For many decades, one of the givens in the discussion about the Arab world’s war on Israel was the role that the American and international oil industry played as a supporter of the Arab war on Zionism. One of the most important factors in sustaining the hostility of the foreign-policy establishment to Israel was the enormous influence of the huge oil companies that viewed the U.S. relationship with Israel as a threat to their ability to do business in the Middle East. The notion of any of those corporations doing business in Israel was unthinkable since they were among the primary enablers of the Arab boycott of the Jewish state.
That’s why last week’s completion of the purchase of Noble Energy, the company which operates and holds the rights to most of the natural-gas reserves off of Israel’s coastline by the Chevron Corporation, should be regarded as a milestone in the country’s economic history. The fact that even many news sites treated it as just an interesting, if not particularly earth-shaking, piece of Middle East business news isn’t so much curious as it is a sign of just how absurd the BDS movement’s efforts to economically isolate the Jewish state have become.
If the economic muscle behind the Arab world’s long campaign to treat Israel as a pariah state has not only given up that fight, but is making a massive investment in that country’s future, then where does that leave a movement that still imagines that its anti-Semitic propaganda will erase the Zionist experiment?
While something for friends of Israel to cheer, the $4 billion sale price was actually a bargain.

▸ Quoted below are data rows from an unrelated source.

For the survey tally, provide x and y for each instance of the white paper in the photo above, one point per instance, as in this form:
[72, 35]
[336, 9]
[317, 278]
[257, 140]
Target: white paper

Noble took all the risks in a hazardous project that it embarked upon more in 1999. The energy industry has been hard-hit by the slackening demand brought about by the coronavirus pandemic, the success of fracking in the United States and the opening of new sources outside of the traditional oil-producing nations.
But Chevron also sees a golden opportunity in the Eastern Mediterranean as vast new fields of cheap energy under the seabed are still waiting to be tapped. As The New York Times recently reported, natural gas from new energy suppliers like Israel has become much more marketable because of concerns about climate change in which it is somehow viewed as less of a problem than oil.
We don’t know whether that will hold true in the long run, but for now, Israel’s new role as an energy exporter—due to the fields already developed by Noble—rather than an importer (with $25 billion in contracts to supply gas to power the Egyptian and Jordanian economies) has effected a revolution in the country’s financial future.
Though it is now increasingly taken for granted, the hostility of Arab oil-producing nations for Israel, which was enough to ensure that a company like Chevron would avoid all official contacts with Jerusalem, is equally a thing of the past. Last month’s normalization agreements with the United Arab Emirates and Bahrain were only possible because Saudi Arabia approved of the deals. The Saudis once financed hate for Israel and Jews around the world. But now, thanks to the appeasement of Iran by the Obama administration, it views Israel as a strategic ally against Tehran. That means that it also acquiesces to business agreements like Chevron’s investment in Israeli natural gas.
Egypt, the most populous Arab nation, was once Israel’s most potent military foe. But now, under the dictatorial regime of President Abdel Fattah el-Sisi, it looks to Israel as an ally against common foes in the Muslim Brotherhood and Hamas, as well as the Al-Qaeda terrorists operating in Gaza.
The effort to exploit natural gas in the Eastern Mediterranean has also brought together Egypt, Cyprus and Greece in an effort to build an oil pipeline and for joint security against threats from Turkey. Chevron’s involvement is a signal that Turkey’s efforts to intimidate these new allies failed to scare off the kind of massive investment that will ensure that the group’s efforts ultimately succeed.
It’s also noteworthy that Nobel managed to survive the difficult task of navigating the Israeli government’s role in developing the natural-gas fields. Doing so in a political system that, despite the switch to free market principles from the damaging socialist mindset that dominated the Jewish state’s economy for its first few decades, is far from business-friendly was no easy task.
That the effort was not squelched by a bureaucracy, political hacks and left-wing critics who could never see the big picture of this venture’s importance to Israel’s future was something of a miracle. It’s a tribute to Nobel’s patience and the efforts of Israeli Prime Minister Benjamin Netanyahu, who for all of his faults remains one of the few Israeli politicians who understands economics.
Chevron’s move is not the solution to all of Israel’s economic problems, especially when one remembers that the country remains in the grip of an ongoing global pandemic that, as it has elsewhere, devastated the country. However, it must still be seen as a signpost that makes the end of Israel’s economic isolation and its status as a First World economy official. Even in hard times, that’s something that everyone who cares about the Jewish state should cheer, as well as a reminder to its enemies that they have failed miserably.